Plumbata - good googling! 
 Rather than knock myself out trying to research that more on the internet, I have emailed the museum. Hopefully I will hear back from them. 

 Regarding PA Dutch - yeah - German, as in Deutschland. 9th generation, if I'm not mistaken. Heinrich Bartholomew the Elder immigrated to the colonies in approx 1752. I could be a member of DAR if I so desired. I live within 20 miles of where they emmigrated to in the 1750s
 My mother's side is more convoluted and varied. My grandmother lives in England, my mom grew up in Scotland, but was born in the US during WWII. Grandfather is English, grandmother American - grew up in Concord, MA, went to college in Ann Arbor, where much of the family lived. Family was also previously in London Ontario, Toronto, Port Huron, Pittsburgh, PA, & most recently (within the last 70 or so years) became southerners, moving to West Point/Columbia GA.


----------



## RedGinger

Interesting family history.  I enjoy stuff like that.  Let us know what you hear about the jug.


----------



## pyshodoodle

Apparently I take after my dad's side of the family, as I still live here.... and my brother takes after my mom's side, as he has moved to Seattle, where he spent over 10 years, to Albany, which he hated, to Portland Maine, which he loved, to Portland Oregon this past summer.


----------



## pyshodoodle

I received an email today that the person that normally handles my inquiries is out until next week, but will reply in due course... stay tuned. Of course, if anyone has any input, please post it.... on the bottle or freckles or whatever.[]


----------



## pyshodoodle

OK - I heard back from them, and, believe it or not, they are not sure on age, but approximate age they gave was late 1940s. 

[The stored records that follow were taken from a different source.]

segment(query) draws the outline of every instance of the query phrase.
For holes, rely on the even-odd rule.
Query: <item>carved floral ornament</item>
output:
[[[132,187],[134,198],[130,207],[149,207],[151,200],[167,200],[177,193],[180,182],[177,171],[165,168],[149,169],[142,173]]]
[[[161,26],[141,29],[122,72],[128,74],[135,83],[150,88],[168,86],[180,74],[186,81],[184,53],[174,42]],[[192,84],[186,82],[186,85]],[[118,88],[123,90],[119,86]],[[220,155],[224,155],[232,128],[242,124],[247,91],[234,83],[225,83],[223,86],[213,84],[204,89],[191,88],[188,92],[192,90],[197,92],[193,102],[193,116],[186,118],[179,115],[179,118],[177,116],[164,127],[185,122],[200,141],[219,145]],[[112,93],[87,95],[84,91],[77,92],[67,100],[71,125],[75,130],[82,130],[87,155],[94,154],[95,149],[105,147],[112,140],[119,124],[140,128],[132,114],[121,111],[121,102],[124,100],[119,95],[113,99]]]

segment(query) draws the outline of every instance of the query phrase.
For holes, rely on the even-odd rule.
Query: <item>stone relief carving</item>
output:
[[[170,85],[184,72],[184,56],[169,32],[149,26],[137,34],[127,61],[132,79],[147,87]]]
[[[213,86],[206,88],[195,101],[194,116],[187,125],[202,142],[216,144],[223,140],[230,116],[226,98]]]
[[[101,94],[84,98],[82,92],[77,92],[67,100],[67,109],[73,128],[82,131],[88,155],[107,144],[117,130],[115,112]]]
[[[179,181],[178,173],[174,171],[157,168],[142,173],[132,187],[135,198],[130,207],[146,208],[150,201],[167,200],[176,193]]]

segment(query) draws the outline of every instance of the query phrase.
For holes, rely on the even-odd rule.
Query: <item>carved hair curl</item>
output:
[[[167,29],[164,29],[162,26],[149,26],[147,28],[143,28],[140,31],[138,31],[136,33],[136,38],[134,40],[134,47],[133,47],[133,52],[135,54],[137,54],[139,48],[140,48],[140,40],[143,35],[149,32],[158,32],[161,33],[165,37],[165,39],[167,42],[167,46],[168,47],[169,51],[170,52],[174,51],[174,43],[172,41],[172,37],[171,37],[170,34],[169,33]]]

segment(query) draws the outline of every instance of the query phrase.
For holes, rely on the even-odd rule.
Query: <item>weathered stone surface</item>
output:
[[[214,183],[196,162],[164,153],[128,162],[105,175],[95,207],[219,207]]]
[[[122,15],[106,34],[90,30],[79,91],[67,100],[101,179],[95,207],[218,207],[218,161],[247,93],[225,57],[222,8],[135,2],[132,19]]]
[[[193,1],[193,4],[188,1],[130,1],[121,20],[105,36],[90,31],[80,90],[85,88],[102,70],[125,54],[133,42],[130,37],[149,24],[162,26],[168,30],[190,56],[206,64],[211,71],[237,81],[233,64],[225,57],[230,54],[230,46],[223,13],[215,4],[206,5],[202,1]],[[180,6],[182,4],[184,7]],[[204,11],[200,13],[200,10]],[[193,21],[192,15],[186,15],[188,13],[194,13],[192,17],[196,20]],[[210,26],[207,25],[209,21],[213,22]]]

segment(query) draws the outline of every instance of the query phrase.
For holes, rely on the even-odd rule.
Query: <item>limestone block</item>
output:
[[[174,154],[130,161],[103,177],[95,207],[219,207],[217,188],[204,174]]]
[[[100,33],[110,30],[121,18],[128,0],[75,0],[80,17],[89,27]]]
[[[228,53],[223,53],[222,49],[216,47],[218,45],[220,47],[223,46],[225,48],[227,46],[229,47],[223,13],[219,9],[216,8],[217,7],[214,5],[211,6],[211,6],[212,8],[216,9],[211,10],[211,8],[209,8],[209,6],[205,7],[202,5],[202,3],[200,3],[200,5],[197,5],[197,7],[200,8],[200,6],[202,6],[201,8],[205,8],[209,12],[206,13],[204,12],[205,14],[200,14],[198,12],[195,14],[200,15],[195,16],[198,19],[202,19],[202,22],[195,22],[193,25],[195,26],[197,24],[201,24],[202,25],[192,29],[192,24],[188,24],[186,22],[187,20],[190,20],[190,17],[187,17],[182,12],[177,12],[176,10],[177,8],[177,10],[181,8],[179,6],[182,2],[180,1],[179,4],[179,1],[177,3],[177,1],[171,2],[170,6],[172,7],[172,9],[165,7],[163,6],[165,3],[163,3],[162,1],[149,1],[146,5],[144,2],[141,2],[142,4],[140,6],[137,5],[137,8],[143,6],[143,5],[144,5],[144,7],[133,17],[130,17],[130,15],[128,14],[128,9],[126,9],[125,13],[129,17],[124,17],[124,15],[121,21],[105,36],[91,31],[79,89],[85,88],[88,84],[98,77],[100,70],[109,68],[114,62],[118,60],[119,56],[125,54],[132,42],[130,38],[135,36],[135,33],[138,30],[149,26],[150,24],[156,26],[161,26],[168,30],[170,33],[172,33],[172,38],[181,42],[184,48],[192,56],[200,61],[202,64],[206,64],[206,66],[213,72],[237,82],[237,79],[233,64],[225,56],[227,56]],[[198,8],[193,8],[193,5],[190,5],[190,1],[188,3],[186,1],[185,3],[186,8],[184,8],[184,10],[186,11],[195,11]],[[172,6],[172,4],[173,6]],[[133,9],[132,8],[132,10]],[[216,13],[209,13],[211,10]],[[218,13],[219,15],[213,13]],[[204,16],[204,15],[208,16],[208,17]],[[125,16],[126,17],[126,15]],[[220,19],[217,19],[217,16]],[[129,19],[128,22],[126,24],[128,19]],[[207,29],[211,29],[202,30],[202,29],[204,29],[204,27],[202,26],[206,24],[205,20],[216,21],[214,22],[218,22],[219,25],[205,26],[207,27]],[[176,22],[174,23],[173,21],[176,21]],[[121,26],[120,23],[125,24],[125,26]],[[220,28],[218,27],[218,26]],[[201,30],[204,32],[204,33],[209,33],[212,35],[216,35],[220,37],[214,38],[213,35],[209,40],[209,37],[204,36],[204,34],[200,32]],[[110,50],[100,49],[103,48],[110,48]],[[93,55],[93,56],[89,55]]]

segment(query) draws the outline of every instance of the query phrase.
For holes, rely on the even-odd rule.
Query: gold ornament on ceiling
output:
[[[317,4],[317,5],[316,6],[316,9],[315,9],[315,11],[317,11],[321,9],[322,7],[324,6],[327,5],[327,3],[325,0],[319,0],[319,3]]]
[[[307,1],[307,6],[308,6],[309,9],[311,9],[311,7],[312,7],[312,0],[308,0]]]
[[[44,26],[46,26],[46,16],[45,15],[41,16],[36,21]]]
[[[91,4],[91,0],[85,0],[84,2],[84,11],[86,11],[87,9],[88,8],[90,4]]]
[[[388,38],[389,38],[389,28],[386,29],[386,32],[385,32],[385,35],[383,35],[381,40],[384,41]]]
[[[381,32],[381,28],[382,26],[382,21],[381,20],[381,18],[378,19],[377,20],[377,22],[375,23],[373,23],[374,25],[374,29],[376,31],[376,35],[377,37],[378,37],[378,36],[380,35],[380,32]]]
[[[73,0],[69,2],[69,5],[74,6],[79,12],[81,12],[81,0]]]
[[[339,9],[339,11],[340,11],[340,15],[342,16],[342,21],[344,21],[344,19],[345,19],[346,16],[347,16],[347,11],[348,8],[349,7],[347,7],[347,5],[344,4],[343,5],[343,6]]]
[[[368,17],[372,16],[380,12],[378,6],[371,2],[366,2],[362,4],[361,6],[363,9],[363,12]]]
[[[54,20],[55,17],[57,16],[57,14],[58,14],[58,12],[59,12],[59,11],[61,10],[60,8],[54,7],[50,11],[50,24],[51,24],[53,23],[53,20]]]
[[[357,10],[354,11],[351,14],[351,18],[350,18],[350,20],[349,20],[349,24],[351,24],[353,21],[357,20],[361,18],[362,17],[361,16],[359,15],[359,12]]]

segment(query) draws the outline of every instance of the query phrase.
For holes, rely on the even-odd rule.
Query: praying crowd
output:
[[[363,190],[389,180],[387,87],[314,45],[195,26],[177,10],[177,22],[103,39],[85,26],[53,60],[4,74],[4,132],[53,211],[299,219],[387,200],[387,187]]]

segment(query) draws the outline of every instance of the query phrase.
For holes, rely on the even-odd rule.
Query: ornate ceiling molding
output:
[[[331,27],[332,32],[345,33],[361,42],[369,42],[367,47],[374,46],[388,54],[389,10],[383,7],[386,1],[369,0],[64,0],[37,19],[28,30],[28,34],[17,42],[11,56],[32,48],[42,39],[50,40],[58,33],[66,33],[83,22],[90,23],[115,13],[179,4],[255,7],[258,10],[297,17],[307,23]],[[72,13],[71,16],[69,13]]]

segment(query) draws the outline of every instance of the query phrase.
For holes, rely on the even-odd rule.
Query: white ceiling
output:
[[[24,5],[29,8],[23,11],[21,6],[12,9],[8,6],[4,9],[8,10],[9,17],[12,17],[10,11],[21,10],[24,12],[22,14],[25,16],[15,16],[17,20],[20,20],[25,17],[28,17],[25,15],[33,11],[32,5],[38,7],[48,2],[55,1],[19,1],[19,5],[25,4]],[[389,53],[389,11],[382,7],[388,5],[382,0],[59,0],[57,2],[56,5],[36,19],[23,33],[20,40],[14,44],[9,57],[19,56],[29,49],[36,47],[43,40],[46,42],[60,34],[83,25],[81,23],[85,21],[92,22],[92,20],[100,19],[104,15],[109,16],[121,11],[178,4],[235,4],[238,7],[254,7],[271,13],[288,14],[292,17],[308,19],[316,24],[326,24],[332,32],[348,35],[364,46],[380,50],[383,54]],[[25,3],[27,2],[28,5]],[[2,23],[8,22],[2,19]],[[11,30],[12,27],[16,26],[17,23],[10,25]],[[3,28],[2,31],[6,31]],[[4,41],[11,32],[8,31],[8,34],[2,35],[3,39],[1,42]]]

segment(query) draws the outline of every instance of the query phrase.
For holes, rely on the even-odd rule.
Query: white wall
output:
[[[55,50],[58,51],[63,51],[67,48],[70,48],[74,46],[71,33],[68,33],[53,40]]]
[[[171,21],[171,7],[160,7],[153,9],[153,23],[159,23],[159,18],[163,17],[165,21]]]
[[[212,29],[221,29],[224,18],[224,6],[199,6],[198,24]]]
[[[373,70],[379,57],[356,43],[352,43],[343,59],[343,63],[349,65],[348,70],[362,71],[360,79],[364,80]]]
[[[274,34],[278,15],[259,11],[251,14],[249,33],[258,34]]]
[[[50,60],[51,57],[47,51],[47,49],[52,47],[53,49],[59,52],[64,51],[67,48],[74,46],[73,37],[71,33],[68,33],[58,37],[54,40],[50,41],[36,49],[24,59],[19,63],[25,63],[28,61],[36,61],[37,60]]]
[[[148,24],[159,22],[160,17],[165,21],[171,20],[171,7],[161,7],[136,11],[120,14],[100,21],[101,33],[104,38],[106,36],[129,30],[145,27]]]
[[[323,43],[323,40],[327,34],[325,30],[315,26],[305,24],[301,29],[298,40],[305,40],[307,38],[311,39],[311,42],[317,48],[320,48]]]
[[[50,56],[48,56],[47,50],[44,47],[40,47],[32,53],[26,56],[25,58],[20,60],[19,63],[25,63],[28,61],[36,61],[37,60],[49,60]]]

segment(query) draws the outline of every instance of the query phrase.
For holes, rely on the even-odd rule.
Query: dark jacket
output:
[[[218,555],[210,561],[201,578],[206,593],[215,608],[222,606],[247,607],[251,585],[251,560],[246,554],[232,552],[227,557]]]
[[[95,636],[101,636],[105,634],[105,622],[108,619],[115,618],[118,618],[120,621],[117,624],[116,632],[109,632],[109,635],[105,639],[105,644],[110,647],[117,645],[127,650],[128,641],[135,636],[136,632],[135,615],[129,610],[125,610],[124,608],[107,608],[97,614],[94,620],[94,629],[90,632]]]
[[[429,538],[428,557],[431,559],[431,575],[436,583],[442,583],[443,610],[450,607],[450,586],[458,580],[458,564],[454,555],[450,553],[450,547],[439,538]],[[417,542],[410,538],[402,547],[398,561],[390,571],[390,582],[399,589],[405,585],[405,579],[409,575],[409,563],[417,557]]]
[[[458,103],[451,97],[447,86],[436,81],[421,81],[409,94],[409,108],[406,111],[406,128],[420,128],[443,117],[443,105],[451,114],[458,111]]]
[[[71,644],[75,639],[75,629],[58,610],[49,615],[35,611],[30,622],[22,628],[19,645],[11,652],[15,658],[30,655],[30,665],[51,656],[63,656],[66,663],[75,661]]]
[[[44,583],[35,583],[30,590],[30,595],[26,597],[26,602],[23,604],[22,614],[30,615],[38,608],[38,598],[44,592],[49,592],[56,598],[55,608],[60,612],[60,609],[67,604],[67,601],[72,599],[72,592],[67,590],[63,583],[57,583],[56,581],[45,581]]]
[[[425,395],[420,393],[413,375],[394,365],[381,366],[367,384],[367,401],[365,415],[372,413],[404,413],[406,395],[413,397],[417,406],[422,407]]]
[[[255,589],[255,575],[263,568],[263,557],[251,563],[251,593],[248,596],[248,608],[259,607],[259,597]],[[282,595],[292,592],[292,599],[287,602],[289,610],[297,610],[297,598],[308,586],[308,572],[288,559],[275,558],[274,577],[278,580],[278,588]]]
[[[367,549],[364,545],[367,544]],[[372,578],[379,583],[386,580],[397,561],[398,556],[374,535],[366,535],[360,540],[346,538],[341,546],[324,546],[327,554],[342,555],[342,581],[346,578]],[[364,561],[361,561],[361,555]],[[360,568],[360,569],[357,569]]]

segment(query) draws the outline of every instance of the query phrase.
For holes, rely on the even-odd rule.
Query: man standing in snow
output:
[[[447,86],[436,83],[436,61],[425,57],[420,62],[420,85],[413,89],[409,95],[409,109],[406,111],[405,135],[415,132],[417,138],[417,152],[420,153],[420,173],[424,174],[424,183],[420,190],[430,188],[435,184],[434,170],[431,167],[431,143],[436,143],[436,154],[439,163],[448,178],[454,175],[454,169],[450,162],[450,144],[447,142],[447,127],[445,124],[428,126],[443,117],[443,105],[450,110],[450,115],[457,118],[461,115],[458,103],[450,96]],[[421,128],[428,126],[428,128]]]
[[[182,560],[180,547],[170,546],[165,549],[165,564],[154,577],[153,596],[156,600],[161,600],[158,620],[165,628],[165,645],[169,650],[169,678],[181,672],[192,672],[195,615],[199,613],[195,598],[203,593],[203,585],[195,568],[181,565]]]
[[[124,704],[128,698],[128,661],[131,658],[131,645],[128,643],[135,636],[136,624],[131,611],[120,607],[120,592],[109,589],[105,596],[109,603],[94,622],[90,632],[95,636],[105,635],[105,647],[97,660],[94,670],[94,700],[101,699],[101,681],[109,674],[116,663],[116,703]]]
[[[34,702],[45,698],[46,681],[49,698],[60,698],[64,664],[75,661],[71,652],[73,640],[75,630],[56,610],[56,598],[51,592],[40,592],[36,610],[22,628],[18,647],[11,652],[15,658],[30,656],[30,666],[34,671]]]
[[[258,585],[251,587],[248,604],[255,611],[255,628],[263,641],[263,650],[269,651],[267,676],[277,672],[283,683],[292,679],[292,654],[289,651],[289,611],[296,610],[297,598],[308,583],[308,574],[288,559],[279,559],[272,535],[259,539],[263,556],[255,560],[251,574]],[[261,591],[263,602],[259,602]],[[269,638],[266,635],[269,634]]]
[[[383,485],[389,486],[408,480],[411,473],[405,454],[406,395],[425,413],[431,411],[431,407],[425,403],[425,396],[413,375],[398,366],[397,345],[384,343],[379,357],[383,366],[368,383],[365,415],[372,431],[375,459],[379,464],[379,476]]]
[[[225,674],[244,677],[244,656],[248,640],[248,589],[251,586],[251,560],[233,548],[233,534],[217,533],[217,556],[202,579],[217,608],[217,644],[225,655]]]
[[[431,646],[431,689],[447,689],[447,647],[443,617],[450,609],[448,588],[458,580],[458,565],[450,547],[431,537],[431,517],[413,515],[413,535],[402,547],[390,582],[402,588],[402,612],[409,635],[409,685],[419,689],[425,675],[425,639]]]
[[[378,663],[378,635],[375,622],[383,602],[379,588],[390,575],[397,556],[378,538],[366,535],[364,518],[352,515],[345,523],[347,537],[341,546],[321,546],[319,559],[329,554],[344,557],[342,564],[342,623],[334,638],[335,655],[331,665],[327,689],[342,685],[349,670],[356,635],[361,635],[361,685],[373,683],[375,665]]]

 They offered 80 Euros plus shipping.
 80 Euros = $120.


----------



## Plumbata

Sounds like a pretty decent offer to me. Dunno if it is rare or anything but I would expect them to try lowballing a bit more than that. Not bad.


----------



## pyshodoodle

Maybe they are! Who knows. []

 It does sound like a fair offer to me, too, though.  He's thinking about it.


----------



## ancientdigger69

> ORIGINAL:  pyshodoodle
> 
> Handle


 

 Love the jug!! Im wondering if this text is meant to be similar to our post prohibition federal law prohibits saying on bottles. if this is true, then the museums time estimate would be true and the price very generous. thanks for posting!!


----------



## pyshodoodle

The age they gave and the high offer is kind of what confused me. I guess cuz it still has the label? They didn't elaborate, so I don't really know. I'm surprised I was jsut looking at the pictures again and realized nobody mentioned anything in the background of some of the pics. A little surprised, actually. Must have all been looking at the boobies.


----------



## Plumbata

> ORIGINAL:  pyshodoodle
> Must have all been looking at the boobies.


 
 Nuthin' wrong with admiring a nice jug. []


----------